Despite, all of this I couldn't and can't deny it now. It just didn't seem fair. How come I threw it all away just to satisfy you, while you could only grimace and barely muster up a grin while, I constantly tend to and care for our newborn. It wasn't fucking right. Was it because I was a woman and that was the role that was merely expected of me? To hell with that! I sacrifice it all yet, when you have to lock yourself in your room for 'work purposes'. I can't even ask you to come and see our son trying to crawl around on his stubby arms and legs. Your work caused you to miss a lot of important moments too. When it came to some milestones with our son like learning to walk or speak you witnessed it for the first time on a VHS tape, and not for your own eyes to witness. It made me feel quite sour when I was offered work too, and you just brushed it off and told me to just decline. Yet, when I, the mother of your child, plead with you to stay home and not stay on tour for 9 to almost 12 months I'm overreacting and being hysterical. I hated that double standard with you and I still do to this day, but who was I to complain? Being a mother was my choice, and I thought I had made it with you. 
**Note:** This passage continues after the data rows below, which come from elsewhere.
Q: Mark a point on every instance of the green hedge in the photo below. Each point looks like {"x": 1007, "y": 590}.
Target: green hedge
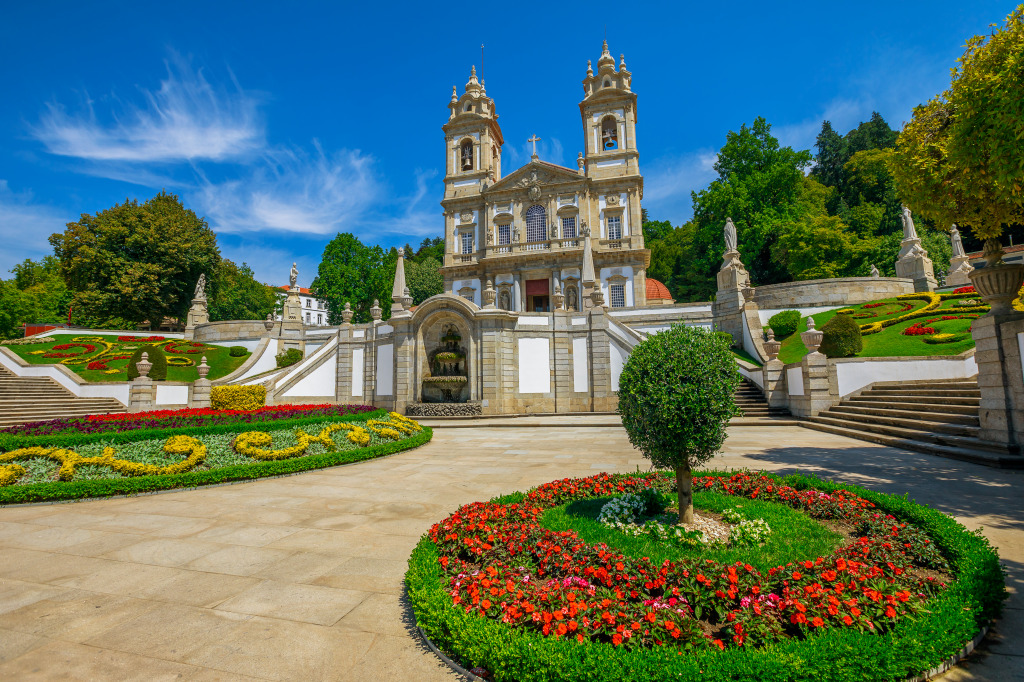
{"x": 105, "y": 487}
{"x": 970, "y": 601}
{"x": 9, "y": 442}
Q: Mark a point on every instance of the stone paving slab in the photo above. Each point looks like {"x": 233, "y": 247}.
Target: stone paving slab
{"x": 300, "y": 578}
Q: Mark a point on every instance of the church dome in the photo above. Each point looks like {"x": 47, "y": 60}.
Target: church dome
{"x": 657, "y": 291}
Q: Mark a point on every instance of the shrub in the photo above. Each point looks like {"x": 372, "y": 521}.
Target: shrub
{"x": 842, "y": 337}
{"x": 289, "y": 357}
{"x": 784, "y": 324}
{"x": 238, "y": 397}
{"x": 156, "y": 355}
{"x": 675, "y": 395}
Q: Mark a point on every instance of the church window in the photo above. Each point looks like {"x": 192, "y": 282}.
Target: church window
{"x": 617, "y": 294}
{"x": 609, "y": 133}
{"x": 537, "y": 220}
{"x": 614, "y": 227}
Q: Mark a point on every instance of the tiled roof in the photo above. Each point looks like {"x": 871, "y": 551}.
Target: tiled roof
{"x": 656, "y": 290}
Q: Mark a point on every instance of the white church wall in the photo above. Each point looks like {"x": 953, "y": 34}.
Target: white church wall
{"x": 535, "y": 366}
{"x": 385, "y": 369}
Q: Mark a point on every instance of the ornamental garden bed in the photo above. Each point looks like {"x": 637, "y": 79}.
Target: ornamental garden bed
{"x": 129, "y": 454}
{"x": 912, "y": 325}
{"x": 844, "y": 584}
{"x": 96, "y": 357}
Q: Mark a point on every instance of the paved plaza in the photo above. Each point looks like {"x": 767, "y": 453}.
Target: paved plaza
{"x": 300, "y": 578}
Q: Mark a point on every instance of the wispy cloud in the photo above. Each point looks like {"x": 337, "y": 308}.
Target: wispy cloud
{"x": 186, "y": 119}
{"x": 25, "y": 226}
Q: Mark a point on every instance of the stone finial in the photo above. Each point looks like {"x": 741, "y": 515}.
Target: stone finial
{"x": 143, "y": 366}
{"x": 812, "y": 337}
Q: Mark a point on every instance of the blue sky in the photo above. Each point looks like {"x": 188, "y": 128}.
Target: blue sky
{"x": 286, "y": 123}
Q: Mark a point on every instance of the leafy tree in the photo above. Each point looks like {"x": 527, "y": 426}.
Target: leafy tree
{"x": 136, "y": 262}
{"x": 958, "y": 158}
{"x": 675, "y": 396}
{"x": 424, "y": 280}
{"x": 353, "y": 272}
{"x": 239, "y": 295}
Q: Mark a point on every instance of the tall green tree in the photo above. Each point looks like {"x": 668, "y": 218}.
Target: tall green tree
{"x": 353, "y": 272}
{"x": 136, "y": 262}
{"x": 239, "y": 295}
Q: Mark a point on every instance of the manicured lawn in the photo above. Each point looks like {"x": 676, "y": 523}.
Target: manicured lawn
{"x": 890, "y": 341}
{"x": 109, "y": 356}
{"x": 795, "y": 536}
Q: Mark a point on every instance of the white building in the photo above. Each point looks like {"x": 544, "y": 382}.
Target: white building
{"x": 313, "y": 309}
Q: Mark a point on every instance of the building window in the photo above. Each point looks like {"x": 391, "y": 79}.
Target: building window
{"x": 614, "y": 227}
{"x": 617, "y": 295}
{"x": 537, "y": 220}
{"x": 609, "y": 133}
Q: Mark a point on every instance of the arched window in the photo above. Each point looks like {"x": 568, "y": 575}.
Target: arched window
{"x": 609, "y": 133}
{"x": 537, "y": 221}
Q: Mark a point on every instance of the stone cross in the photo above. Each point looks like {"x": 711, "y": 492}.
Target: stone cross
{"x": 535, "y": 139}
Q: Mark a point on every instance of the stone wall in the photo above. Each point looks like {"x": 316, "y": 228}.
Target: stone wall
{"x": 833, "y": 293}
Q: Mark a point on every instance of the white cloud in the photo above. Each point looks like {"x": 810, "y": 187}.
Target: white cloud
{"x": 187, "y": 119}
{"x": 25, "y": 227}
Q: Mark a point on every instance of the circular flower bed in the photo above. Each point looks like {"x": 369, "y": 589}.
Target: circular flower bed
{"x": 499, "y": 591}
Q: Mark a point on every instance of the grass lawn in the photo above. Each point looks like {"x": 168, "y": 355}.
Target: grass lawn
{"x": 890, "y": 341}
{"x": 795, "y": 536}
{"x": 113, "y": 355}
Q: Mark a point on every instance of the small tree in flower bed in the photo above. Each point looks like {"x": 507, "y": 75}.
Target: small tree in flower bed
{"x": 675, "y": 396}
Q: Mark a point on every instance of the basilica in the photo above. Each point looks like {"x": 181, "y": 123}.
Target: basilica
{"x": 545, "y": 237}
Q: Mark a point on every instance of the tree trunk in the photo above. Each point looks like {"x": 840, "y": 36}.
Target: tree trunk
{"x": 684, "y": 494}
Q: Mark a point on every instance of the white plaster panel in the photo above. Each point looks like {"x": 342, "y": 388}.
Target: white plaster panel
{"x": 171, "y": 394}
{"x": 535, "y": 370}
{"x": 854, "y": 376}
{"x": 321, "y": 382}
{"x": 357, "y": 369}
{"x": 581, "y": 375}
{"x": 385, "y": 369}
{"x": 619, "y": 356}
{"x": 795, "y": 381}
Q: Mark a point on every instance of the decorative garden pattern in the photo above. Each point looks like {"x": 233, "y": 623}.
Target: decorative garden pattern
{"x": 491, "y": 583}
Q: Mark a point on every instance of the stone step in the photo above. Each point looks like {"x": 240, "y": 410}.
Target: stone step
{"x": 932, "y": 403}
{"x": 915, "y": 434}
{"x": 954, "y": 453}
{"x": 929, "y": 415}
{"x": 918, "y": 423}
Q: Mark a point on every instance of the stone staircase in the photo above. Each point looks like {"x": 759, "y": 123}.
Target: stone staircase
{"x": 37, "y": 398}
{"x": 939, "y": 417}
{"x": 750, "y": 398}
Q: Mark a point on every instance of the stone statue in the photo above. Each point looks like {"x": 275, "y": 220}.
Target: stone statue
{"x": 730, "y": 236}
{"x": 909, "y": 232}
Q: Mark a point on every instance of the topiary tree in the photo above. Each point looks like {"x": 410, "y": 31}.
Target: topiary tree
{"x": 156, "y": 355}
{"x": 784, "y": 324}
{"x": 841, "y": 337}
{"x": 675, "y": 396}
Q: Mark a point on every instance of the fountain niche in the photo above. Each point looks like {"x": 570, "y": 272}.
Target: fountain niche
{"x": 444, "y": 389}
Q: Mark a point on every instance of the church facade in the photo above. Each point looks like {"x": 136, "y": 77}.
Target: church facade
{"x": 547, "y": 238}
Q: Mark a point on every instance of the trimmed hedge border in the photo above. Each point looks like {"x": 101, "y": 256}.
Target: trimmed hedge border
{"x": 12, "y": 495}
{"x": 910, "y": 648}
{"x": 9, "y": 442}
To be honest I wasn't expecting a complete transformation on your end, but to some extent I was expecting more than this. I felt useless and worthless in your eyes. I felt like I was just your child bearer to you and that was it. I wasn't the love of your life, your wife, or even lover anymore. I was just the mother of your son. I guess once things started to cease being all that fun and spontaneous for you love just flew out the window. Many may argue that it's financial strife that causes marriages to fall apart, but I strongly disagree it is the lack of interest and impromptu and uncoordinated raw excitement that leads to crumbled marriages. I knew for certain I could witness it happening to our very own.

Today was the fourth year anniversary of our marriage. However, tonight I'm tangled up in my blankets and dreaming aloud without you around. I wish you knew how much you were adored. These were the times when I beat myself up more, and just sigh to myself saying, 'I'll give up some more'. My heart was cracked in two. As a matter of fact I cannot be without you, so if you walk out on me I'm walking after you.